5. Good stock will have clearly defined autosexing traits at hatch. Anything that does not appear to be clearly male or clearly female at hatch should be culled from breeding stock. Hatcheries don't care, and didn't care when they selected their stock.

6. Not all Cream or Golden Crele Legbars lay blue eggs. There have only been 5 imports of this breed to the US - A, B, C, Rees1 and Rees2. The importation of the Rees line of legbars includes green egg layers. The Rees lines have infiltrated the A, B, and C lines, so there's no guarantee your hatchery stock will lay blue.

7. Cream Legbars have not been recognized as a breed by the APA (American Poultry Association). They do not have a solid breed standard of perfection (SOP) for breeders to go by. There is a proposed SOP, but it will likely be revised before the breed ever gains recognition.
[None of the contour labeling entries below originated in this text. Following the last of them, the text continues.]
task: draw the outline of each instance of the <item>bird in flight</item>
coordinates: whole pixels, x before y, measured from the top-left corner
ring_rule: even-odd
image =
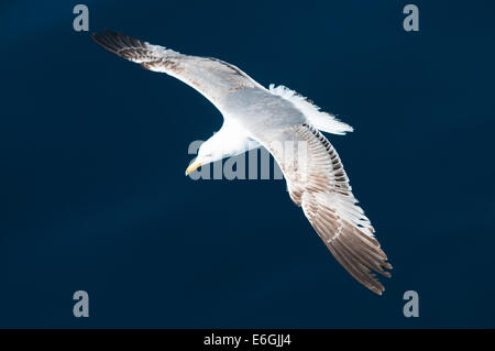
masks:
[[[290,198],[336,260],[358,282],[382,295],[385,288],[375,273],[389,277],[392,265],[356,205],[337,151],[321,133],[345,134],[352,131],[350,125],[284,86],[264,88],[223,61],[184,55],[110,31],[95,33],[92,39],[120,57],[184,81],[220,110],[222,127],[201,144],[186,174],[265,147],[279,165]]]

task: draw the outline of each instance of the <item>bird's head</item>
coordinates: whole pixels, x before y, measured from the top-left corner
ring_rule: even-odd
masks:
[[[186,175],[189,175],[200,166],[223,158],[222,142],[219,138],[216,138],[217,134],[219,133],[216,133],[201,144],[198,150],[198,156],[190,162],[186,169]]]

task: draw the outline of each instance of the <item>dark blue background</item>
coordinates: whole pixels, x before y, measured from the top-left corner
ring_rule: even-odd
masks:
[[[419,33],[407,1],[84,2],[90,32],[224,59],[353,125],[330,141],[394,264],[382,297],[284,182],[185,177],[220,113],[45,2],[0,6],[1,327],[495,327],[492,2],[415,1]]]

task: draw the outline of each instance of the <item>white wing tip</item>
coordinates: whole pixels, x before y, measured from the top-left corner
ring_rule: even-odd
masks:
[[[344,135],[346,132],[354,131],[351,125],[341,122],[333,114],[320,111],[318,106],[297,91],[290,90],[282,85],[275,87],[274,84],[271,84],[268,89],[273,95],[279,96],[294,103],[294,106],[299,109],[318,130],[339,135]]]

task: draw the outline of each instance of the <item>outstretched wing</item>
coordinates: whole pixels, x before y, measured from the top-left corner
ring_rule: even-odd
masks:
[[[275,132],[262,144],[280,166],[290,198],[302,207],[337,261],[361,284],[382,295],[385,288],[373,272],[389,277],[386,270],[392,265],[356,205],[330,142],[312,125],[302,124]]]
[[[109,52],[141,64],[146,69],[166,73],[191,86],[219,110],[229,92],[261,85],[238,67],[211,57],[183,55],[160,45],[106,31],[91,35]]]

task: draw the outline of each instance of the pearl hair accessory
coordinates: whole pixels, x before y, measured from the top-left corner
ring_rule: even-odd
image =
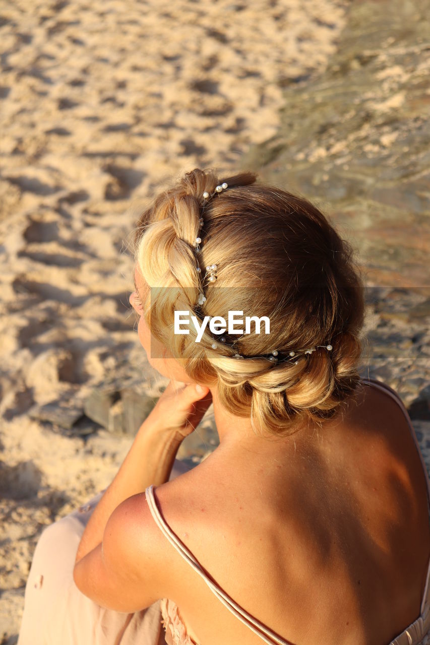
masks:
[[[223,182],[222,184],[220,184],[219,186],[217,186],[216,187],[216,188],[215,188],[215,190],[212,193],[209,194],[209,192],[207,192],[207,191],[205,191],[205,192],[203,194],[203,195],[202,195],[203,199],[205,200],[205,203],[203,204],[203,206],[201,207],[201,212],[202,212],[202,213],[204,212],[205,206],[206,206],[206,204],[207,203],[207,201],[209,199],[210,199],[211,197],[213,197],[214,195],[216,195],[217,194],[218,195],[218,197],[220,197],[220,194],[223,192],[223,190],[225,190],[228,188],[229,188],[229,184],[225,181],[224,181],[224,182]],[[203,217],[200,217],[200,219],[199,220],[199,230],[203,227],[203,224],[204,224],[203,218]],[[200,250],[201,250],[201,248],[200,248],[201,243],[201,238],[200,237],[196,237],[196,240],[194,241],[194,248],[195,248],[195,250],[196,250],[196,259],[197,259],[197,253],[200,253]],[[203,276],[203,279],[201,281],[201,286],[202,286],[202,288],[205,286],[205,282],[206,281],[207,278],[208,283],[209,284],[213,284],[216,281],[216,277],[217,277],[217,276],[216,276],[216,270],[217,270],[217,268],[218,268],[218,267],[217,267],[216,264],[209,264],[206,267],[206,273],[205,273],[205,275]],[[197,266],[196,268],[196,272],[197,272],[198,274],[201,274],[201,269],[198,266],[198,263],[197,263]],[[198,299],[197,302],[198,302],[198,304],[199,305],[201,305],[201,304],[203,304],[203,303],[206,302],[206,297],[205,296],[205,294],[203,293],[203,292],[201,292],[199,293]],[[210,318],[211,317],[209,317]],[[219,340],[220,342],[225,343],[227,339],[226,339],[225,336],[223,335],[223,336],[221,336],[218,339],[218,340]],[[212,346],[212,349],[216,350],[218,348],[218,344],[216,342],[212,342],[211,346]],[[227,344],[227,346],[229,346]],[[331,344],[328,344],[328,345],[317,345],[316,347],[324,347],[324,348],[325,348],[325,349],[327,349],[327,350],[328,352],[331,352],[332,350],[332,349],[333,349],[333,347],[332,347],[332,346]],[[272,364],[276,364],[276,363],[278,363],[278,362],[283,362],[283,361],[291,361],[291,359],[295,358],[296,360],[294,361],[294,365],[297,365],[297,364],[298,364],[298,361],[296,360],[298,358],[300,358],[302,355],[311,355],[312,353],[312,352],[316,351],[316,347],[311,347],[309,350],[305,350],[304,352],[303,352],[303,353],[301,352],[294,352],[293,350],[291,350],[291,352],[289,352],[288,353],[288,356],[286,357],[285,357],[285,358],[283,358],[283,359],[278,359],[278,357],[279,355],[280,352],[278,350],[274,350],[271,353],[270,356],[267,357],[267,355],[262,355],[262,356],[261,356],[261,358],[267,358],[268,357],[269,361]],[[234,354],[232,357],[234,358],[234,359],[239,359],[245,360],[247,358],[254,359],[254,358],[258,358],[260,357],[258,357],[258,356],[245,357],[245,356],[242,356],[241,354],[236,353],[236,354]]]
[[[215,188],[215,190],[214,191],[213,193],[209,194],[209,193],[207,192],[207,191],[205,190],[205,192],[203,194],[203,198],[205,200],[205,204],[203,204],[203,206],[202,207],[202,209],[201,209],[202,211],[203,211],[204,209],[205,209],[205,206],[206,206],[206,201],[207,200],[209,199],[210,197],[213,197],[214,195],[216,195],[217,194],[218,194],[218,195],[219,196],[220,194],[221,193],[223,192],[223,190],[225,190],[226,188],[229,188],[229,184],[227,183],[226,183],[226,182],[224,181],[224,182],[223,182],[222,184],[220,184],[219,186],[216,186],[216,188]],[[199,220],[199,229],[201,228],[201,227],[203,226],[203,224],[204,224],[203,219],[203,217],[200,217],[200,219]],[[198,253],[200,252],[200,244],[201,243],[201,238],[200,237],[196,237],[196,240],[194,241],[194,248],[196,250],[196,255],[197,255]],[[217,277],[217,276],[216,276],[216,270],[217,270],[217,268],[218,268],[218,267],[217,267],[216,264],[210,264],[210,265],[209,265],[209,266],[208,266],[206,267],[206,273],[205,273],[205,275],[204,275],[204,276],[203,277],[203,280],[201,281],[201,286],[202,286],[202,287],[205,286],[205,282],[207,278],[208,282],[210,283],[211,284],[213,284],[213,283],[214,283],[216,281],[216,277]],[[196,268],[196,271],[198,273],[201,273],[201,269],[198,266],[198,266]],[[206,297],[205,296],[205,294],[203,293],[202,293],[202,292],[200,292],[199,293],[198,301],[197,301],[198,304],[201,305],[201,304],[203,304],[203,303],[205,303],[205,302],[206,302]],[[225,338],[224,337],[224,341],[223,341],[223,340],[222,340],[223,337],[221,337],[220,339],[220,341],[221,342],[224,342],[225,341]],[[214,349],[216,349],[216,347],[218,347],[218,345],[216,345],[216,343],[213,343],[212,346],[212,348],[214,348]]]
This creates a bit of a wild west approach to breeding. Talk to a knowledgeable breeder about what their personal SOP is, and what their breeding goals are.

8. Cream Legbars should be fleshy, robust birds. Most of the hatchery stock is lean and smaller than the proposed or European standard.

9. I have now learned that any Cream or Golden Crele Legbars I will be purchasing in the future will come from a knowledgeable breeder whose stock is at least close to the proposed SOP or the European SOP. The birds should breed true at least 50% of the time.

Out of the 21 hatchery stock "Cream Legbar" I got this year, 3 were not purebred, 5 were poorly marked at hatch, one was lost due to failure to thrive, two had outrageous autosomal red, several are over melanized, and I think the rest are Golden Crele. I did end up with one pullet that appears to be the correct color. The 6 I ended up keeping are very sweet little girls, but if I could do it all over again, I would have done things differently.